The rocks, and the wooden piles of the pier, are often covered with the hard shells known as Barnacles, or Acorn Shells. If you slip on them with bare feet their sharp edges cut you. Each Acorn Shell is a little house. Have you ever caught a glimpse of the animal living inside?

If you will look very carefully, you will see that the Acorn Shell is made of three-sided pieces, closely joined. There is a little door at the top, kept tightly closed until the tide comes up and covers the rocks. Then watch, and you will see a bunch of tiny feathers appear through a slit in the door. This means that the animal is hungry, and has put its twelve legs out of doors to catch a dinner!

This is strange, but true! The Barnacle is always upside down in its home, and its twelve feathery legs are thrust out of the door at the top. They make a fine net, in which minute animals are caught and brought into the mouth below. This funny creature actually kicks its food into its mouth! If you own a magnifying glass, you can see this for yourself at the seaside.

You will not be able to see the mouth, however, which is inside the shell. It is fitted with moving parts, and feelers, like the mouth of a crab. Also, the Barnacle has a good set of teeth to grind its food. It has no real eyes, having no use for them. Of what use are eyes to an animal standing on its head in a small dark shell! Now and then it casts its coat (like the Crab and Shrimp). The old coat is rolled up and thrown away outside the door.

Now comes the strangest thing of all. As a baby, the Barnacle is a free swimming creature. It has three pairs of legs, a tail, a useful mouth, and one eye. After kicking about in the sea for some time, and changing its skin, it changes its shape entirely. It now looks more like a tiny mussel. It has two little "shells," two eyes, legs, and feelers. Now its swimming days are nearly over, and it must settle down. It gives up eating, and roves about looking and feeling for a place to settle on.

Finding a suitable spot, the little animal stands on its head. Then a kind of glue is formed, which fixes it for life to that place, head down. The two shells and the two eyes are now thrown off. The Barnacle quickly builds up a shelly house, and, after a life of adventure and change, becomes a fixed Barnacle for the rest of its days.

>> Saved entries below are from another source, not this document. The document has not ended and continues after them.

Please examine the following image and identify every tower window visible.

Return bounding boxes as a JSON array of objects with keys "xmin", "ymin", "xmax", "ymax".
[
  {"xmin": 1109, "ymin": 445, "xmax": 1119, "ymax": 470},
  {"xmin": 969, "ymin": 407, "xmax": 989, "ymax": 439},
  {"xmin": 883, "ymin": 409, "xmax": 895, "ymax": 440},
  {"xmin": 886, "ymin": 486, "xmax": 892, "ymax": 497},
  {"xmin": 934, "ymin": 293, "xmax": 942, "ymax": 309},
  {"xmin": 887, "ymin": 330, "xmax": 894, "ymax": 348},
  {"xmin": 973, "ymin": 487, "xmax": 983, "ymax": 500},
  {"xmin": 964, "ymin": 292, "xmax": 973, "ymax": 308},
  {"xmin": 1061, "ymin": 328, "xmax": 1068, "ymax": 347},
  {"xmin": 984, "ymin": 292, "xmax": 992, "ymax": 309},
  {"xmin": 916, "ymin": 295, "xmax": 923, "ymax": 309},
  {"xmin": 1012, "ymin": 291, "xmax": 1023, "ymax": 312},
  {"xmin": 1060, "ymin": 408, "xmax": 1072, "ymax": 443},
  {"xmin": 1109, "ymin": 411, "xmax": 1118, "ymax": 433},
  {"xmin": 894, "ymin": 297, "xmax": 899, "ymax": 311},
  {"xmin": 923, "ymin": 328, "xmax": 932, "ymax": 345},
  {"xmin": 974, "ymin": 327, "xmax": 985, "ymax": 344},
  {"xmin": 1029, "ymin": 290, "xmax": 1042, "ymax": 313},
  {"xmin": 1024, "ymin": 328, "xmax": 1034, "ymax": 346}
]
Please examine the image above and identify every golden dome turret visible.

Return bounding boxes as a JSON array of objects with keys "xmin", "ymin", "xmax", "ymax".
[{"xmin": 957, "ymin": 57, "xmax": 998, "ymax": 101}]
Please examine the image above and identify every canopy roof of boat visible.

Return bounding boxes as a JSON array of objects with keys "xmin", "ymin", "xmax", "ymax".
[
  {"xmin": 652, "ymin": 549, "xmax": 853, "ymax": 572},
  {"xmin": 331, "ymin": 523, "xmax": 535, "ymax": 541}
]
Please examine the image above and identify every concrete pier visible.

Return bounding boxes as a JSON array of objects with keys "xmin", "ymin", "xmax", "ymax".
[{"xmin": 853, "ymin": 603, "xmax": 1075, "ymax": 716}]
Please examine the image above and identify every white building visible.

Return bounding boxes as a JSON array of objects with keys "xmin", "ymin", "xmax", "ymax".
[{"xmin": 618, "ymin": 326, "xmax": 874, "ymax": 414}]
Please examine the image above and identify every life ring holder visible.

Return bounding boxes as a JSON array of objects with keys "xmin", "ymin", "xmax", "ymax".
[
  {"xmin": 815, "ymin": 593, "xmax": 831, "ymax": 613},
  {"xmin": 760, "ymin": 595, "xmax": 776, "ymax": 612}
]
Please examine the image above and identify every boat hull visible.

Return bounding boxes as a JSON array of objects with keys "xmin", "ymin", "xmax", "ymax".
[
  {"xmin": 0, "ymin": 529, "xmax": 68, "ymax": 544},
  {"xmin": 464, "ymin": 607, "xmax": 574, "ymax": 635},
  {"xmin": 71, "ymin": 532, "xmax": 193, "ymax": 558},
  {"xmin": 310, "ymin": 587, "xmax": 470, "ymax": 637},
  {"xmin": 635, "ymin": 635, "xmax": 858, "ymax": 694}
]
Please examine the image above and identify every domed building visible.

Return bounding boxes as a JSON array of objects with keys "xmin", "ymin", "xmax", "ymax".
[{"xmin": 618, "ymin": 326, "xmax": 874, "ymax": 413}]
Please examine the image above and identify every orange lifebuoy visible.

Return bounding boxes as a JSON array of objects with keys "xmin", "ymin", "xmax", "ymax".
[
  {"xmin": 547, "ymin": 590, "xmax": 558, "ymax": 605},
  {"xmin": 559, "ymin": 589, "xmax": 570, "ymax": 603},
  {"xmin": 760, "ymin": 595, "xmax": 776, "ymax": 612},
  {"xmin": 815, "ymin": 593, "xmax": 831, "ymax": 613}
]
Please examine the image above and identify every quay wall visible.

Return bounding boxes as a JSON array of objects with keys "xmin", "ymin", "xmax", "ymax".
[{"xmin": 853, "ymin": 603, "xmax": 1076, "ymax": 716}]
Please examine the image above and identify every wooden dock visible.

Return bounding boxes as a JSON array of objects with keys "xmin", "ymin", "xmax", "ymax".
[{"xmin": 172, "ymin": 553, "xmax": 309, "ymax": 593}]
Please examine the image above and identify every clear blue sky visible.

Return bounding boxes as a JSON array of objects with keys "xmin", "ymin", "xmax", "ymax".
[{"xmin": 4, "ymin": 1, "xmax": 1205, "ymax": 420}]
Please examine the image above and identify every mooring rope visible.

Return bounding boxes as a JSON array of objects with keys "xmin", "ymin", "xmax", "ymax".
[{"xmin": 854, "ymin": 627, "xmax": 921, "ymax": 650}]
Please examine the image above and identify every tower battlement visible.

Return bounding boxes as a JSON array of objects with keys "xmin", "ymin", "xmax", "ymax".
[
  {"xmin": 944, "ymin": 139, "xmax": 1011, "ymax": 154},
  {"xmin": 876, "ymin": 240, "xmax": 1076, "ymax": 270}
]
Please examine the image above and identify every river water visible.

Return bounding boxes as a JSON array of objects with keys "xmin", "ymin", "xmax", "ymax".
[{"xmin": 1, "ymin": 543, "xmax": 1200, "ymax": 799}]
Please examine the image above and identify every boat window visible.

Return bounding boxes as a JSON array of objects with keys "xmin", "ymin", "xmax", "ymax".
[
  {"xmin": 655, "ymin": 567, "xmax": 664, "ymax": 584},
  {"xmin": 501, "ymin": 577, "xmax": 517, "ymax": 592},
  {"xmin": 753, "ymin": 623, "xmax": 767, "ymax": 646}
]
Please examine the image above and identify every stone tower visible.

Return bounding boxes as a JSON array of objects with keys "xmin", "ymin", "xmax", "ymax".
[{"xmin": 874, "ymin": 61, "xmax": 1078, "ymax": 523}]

For many years people knew little of this strange animal. All its wonderful changes, and the way its body is made, tell us plainly that the Barnacle is actually first cousin to the Crab, Lobster, Shrimp and Prawn! It belongs to the class known as the Crustacea; but, for some reason or other, it has chosen to live its grown-up life fixed to a rock.

EXERCISES

1. How does the Shrimp swim?

2. Of what use are Shrimps and Prawns in the sea?